The Missouri Health Insurance Innovation Task Force first convened in August, with the hope to identify well deserved options for the state's residents, said Chlora Lindley-Myers, chairwoman of the group. It was charged with identifying innovative concepts to improve access to affordable insurance options and access to health care services. It was also tasked with reducing the number of uninsured residents of Missouri.

The concepts the task for came up with were to be used to apply for a (Section 1332) waiver application for the Affordable Care Act.

The waivers allow states to implement innovations, provided they are at least as comprehensive and affordable as coverage provided absent the waiver, according to the Centers for Medicare and Medicaid Services.

"The task force has completed its work and offers for your consideration its recommendation, which proposes two concepts to pursue through a Section 1332 Waiver," Lindley-Myers, director of the state Department of Insurance, told the governor in the task force report's cover letter. "The task force believes these two concepts meet the objectives you set forth in Executive Order 19-13."

Catastrophic health insurance is a very high-deductible health plan designed for people younger than 30 — or others who meet financial requirements or qualify for hardship exemptions. The plans are intended for people who don't use the health care system often because of good health.

Holders of the plans generally pay for most or all of their medical costs until they reach the deductible threshold, which is typically several thousand dollars. Once the threshold is met, the plan kicks in.
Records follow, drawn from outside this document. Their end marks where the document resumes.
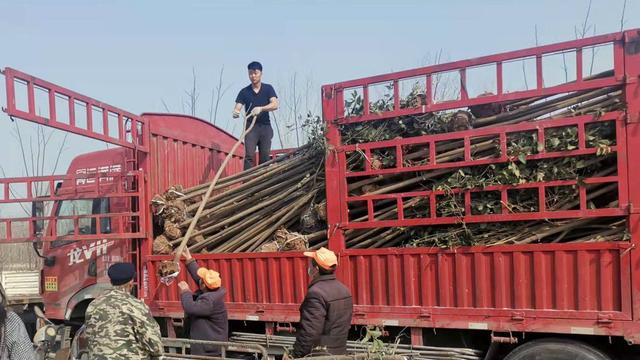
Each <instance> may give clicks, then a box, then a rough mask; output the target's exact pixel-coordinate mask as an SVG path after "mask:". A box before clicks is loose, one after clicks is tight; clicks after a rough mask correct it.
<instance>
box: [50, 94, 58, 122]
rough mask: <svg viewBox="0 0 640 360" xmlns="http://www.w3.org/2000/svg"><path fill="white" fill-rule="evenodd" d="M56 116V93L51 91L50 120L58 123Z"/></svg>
mask: <svg viewBox="0 0 640 360" xmlns="http://www.w3.org/2000/svg"><path fill="white" fill-rule="evenodd" d="M57 118H58V117H57V116H56V93H55V91H53V89H49V120H51V121H57Z"/></svg>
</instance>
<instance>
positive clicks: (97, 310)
mask: <svg viewBox="0 0 640 360" xmlns="http://www.w3.org/2000/svg"><path fill="white" fill-rule="evenodd" d="M107 273H108V275H109V279H111V284H112V285H113V288H111V289H108V290H106V291H105V292H104V293H103V294H101V295H100V296H98V298H96V299H95V300H94V301H92V302H91V303H90V304H89V307H88V308H87V316H86V319H87V321H86V326H87V339H88V342H89V358H90V359H92V360H114V359H115V360H118V359H122V360H125V359H128V360H131V359H136V360H139V359H159V358H161V357H162V353H163V347H162V340H161V335H160V326H158V323H156V321H155V320H154V319H153V317H152V316H151V312H149V308H148V307H147V305H146V304H145V303H144V302H142V301H141V300H139V299H137V298H136V297H134V296H133V295H131V291H132V290H133V279H134V277H135V274H136V268H135V266H134V265H133V264H131V263H116V264H113V265H111V266H110V267H109V270H108V271H107Z"/></svg>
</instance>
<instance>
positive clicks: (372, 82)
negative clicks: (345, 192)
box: [323, 30, 633, 124]
mask: <svg viewBox="0 0 640 360" xmlns="http://www.w3.org/2000/svg"><path fill="white" fill-rule="evenodd" d="M632 31H633V30H629V32H632ZM623 39H624V33H622V32H619V33H613V34H607V35H601V36H595V37H590V38H585V39H579V40H573V41H567V42H562V43H557V44H552V45H546V46H538V47H533V48H529V49H523V50H517V51H511V52H505V53H501V54H496V55H490V56H483V57H478V58H474V59H469V60H461V61H454V62H450V63H445V64H437V65H432V66H427V67H422V68H417V69H411V70H405V71H400V72H394V73H389V74H384V75H377V76H372V77H367V78H361V79H356V80H350V81H344V82H339V83H335V84H330V85H325V86H323V93H324V94H325V96H330V97H335V98H336V104H337V106H338V108H337V109H336V110H337V111H336V119H328V121H333V120H336V123H337V124H349V123H356V122H364V121H371V120H379V119H385V118H394V117H399V116H408V115H418V114H423V113H427V112H433V111H441V110H448V109H457V108H463V107H469V106H474V105H481V104H489V103H504V102H508V101H515V100H519V99H525V98H532V97H538V96H550V95H555V94H561V93H567V92H574V91H584V90H590V89H598V88H604V87H609V86H614V85H620V84H622V83H623V81H624V73H623V68H624V66H623V62H624V49H623V46H624V44H623ZM604 45H611V46H612V47H613V54H612V63H613V66H612V68H611V70H612V71H611V72H610V74H607V75H606V76H602V77H598V78H592V77H585V76H584V74H583V72H584V69H585V64H584V59H583V53H584V51H585V49H588V48H591V47H596V46H604ZM551 55H561V56H563V57H569V58H573V57H574V56H575V65H576V66H575V69H576V73H575V80H574V81H571V82H566V83H564V84H559V85H552V86H548V85H546V84H545V79H544V75H543V71H544V65H543V64H544V62H543V59H544V58H546V57H547V56H551ZM526 60H531V61H534V62H535V85H534V88H532V89H523V90H518V91H512V92H508V90H507V89H506V88H505V79H504V77H505V74H504V65H505V64H508V63H510V62H515V61H526ZM480 67H485V68H491V69H492V70H493V72H494V78H495V84H496V86H495V89H494V90H495V92H489V93H485V94H482V95H478V96H475V97H473V96H471V95H470V94H469V86H468V79H469V70H471V69H475V68H480ZM449 73H453V74H455V75H456V77H457V79H459V80H458V83H457V84H456V85H457V86H458V88H459V94H458V96H457V98H456V99H435V95H436V94H435V92H436V90H437V81H438V78H439V77H440V76H442V75H445V74H449ZM404 81H415V82H417V83H418V84H419V85H421V86H420V87H421V89H422V95H423V96H424V100H423V101H422V102H420V103H417V104H413V105H406V106H404V107H402V106H401V100H403V99H401V90H400V86H401V83H402V82H404ZM434 83H435V85H434ZM378 86H386V87H387V88H388V90H387V92H386V93H387V96H388V98H389V99H391V100H392V106H391V109H390V110H388V111H382V112H376V111H373V109H372V108H371V107H370V105H371V103H372V102H371V93H370V92H371V89H372V88H373V87H378ZM354 90H356V91H357V93H359V94H361V95H360V96H361V98H362V110H361V113H357V114H348V113H347V112H346V109H345V96H346V94H348V93H349V92H351V91H354Z"/></svg>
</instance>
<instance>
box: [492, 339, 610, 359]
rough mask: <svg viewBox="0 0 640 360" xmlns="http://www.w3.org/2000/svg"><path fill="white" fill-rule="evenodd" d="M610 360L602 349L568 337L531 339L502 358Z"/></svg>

Expanded availability of catastrophic plans would "minimize disruption to existing catastrophic policyholders; in other words, avoid increasing rates or reducing benefits for those currently enrolled in a catastrophic plan; and provide an additional lower-cost option for older individuals who would otherwise go uninsured or rely on short-term coverage," the report states.

An expanded catastrophic plan could save people hundreds of dollars on health care coverage. For a 27-year-old, the annual savings may be $340-$1,200, depending on the area. A 55-year-old could save $730-$2,600 annually.

A reinsurance program spreads higher-cost claims across a larger insurance pool, which lowers overall premiums for individuals. Reinsurance programs also reduce the volatility of claims, according to the report.

They "encourage new insurers to enter the Missouri insurance market and existing insurers to expand their service areas into rural Missouri," according to the report. They "lower premiums for all Missourians who get their health coverage through the individual market. This includes those who don't have health coverage through their work and for those starting a business."

A reinsurance program could reduce premiums between 10-29 percent, the report estimates.

Through the federal waiver process, states may recapture federal dollars that would otherwise be spent on premium tax credits.

Reinsurance programs are proven private-sector tools in managing difficult insurance markets, the report states. Twelve states have implemented a reinsurance program.